The Clockwork Cabinet

“The item is an ivory chess piece,” Frank said. “A rook.”

“What does it do?” Magda asked, sitting forward in her seat, desperate to know. She watched Frank’s eyebrows scrunch down as they always did when he disapproved of a question.

All unknowable objects did something; these ordinary, everyday items could enable those who possessed them to do unusual and extraordinary things. Several such items had been discovered throughout the history of the Society, some identified through concerted effort, others stumbled upon in the most unusual of places or unexpected of circumstances. And now that collection, the Society archive, was hidden away in the basement beneath Bell Street Books, kept safe from the world.

“No idea,” Frank answered. “Anyway, what it does is not really the point.”

For a man responsible for looking after magical items Frank was stubbornly incurious about what they could do, and that frequently drove Magda to distraction. How could you not want to know about magic? Magda had often thought that if she were the owner of a collection of magical items, she would spend all of her time studying them and experimenting, not keeping them locked away out of sight.

“How do we even know about it?” Will asked.

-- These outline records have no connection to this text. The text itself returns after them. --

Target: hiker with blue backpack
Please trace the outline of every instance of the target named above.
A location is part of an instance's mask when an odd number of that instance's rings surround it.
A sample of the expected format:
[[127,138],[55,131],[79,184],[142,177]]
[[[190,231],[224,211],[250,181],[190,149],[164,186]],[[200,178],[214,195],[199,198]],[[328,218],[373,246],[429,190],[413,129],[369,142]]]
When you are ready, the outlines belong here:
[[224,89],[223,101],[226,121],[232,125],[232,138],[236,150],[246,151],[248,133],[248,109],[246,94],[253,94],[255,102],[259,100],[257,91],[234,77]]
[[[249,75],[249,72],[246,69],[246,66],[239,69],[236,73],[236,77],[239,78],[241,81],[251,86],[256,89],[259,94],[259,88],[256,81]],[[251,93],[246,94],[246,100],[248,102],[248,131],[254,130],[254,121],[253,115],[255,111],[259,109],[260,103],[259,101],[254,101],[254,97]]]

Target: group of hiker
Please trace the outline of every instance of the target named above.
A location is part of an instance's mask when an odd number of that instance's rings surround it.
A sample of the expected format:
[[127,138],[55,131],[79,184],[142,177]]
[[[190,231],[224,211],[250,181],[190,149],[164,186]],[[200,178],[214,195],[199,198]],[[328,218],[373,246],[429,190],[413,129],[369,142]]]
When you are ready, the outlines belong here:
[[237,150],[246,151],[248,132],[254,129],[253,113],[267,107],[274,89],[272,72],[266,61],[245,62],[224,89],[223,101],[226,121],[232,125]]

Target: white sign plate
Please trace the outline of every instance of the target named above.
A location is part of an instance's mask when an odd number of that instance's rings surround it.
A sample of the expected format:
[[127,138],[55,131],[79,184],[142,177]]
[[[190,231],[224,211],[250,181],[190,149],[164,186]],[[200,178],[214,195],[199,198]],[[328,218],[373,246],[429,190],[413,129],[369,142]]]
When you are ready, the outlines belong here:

Frank relaxed back into his seat and Magda heard him sigh heavily,as if his old body was sore. “That’s partly why we’re here,” Frank admitted. “Because someone has breached the secrecy of the Society.”

“What?” Magda gasped.

The Society of Unknowable Objects was a secret created by Arthur Simpson, Frank’s grandfather, and three of his friends in the 1940s, a secret that had passed down through the same four families ever since. At any one time, no more than four living people were supposed to know about the Society. Arthur Simpson had given the name “unknowable objects” to the magical items, because they were impossible to understand, and he and his friends had created four rules to guide the work of the Society, four rules that Frank still reminded them of regularly:

Firstly, unknowable objects within the Society collection should be kept safe from those who might seek to use them.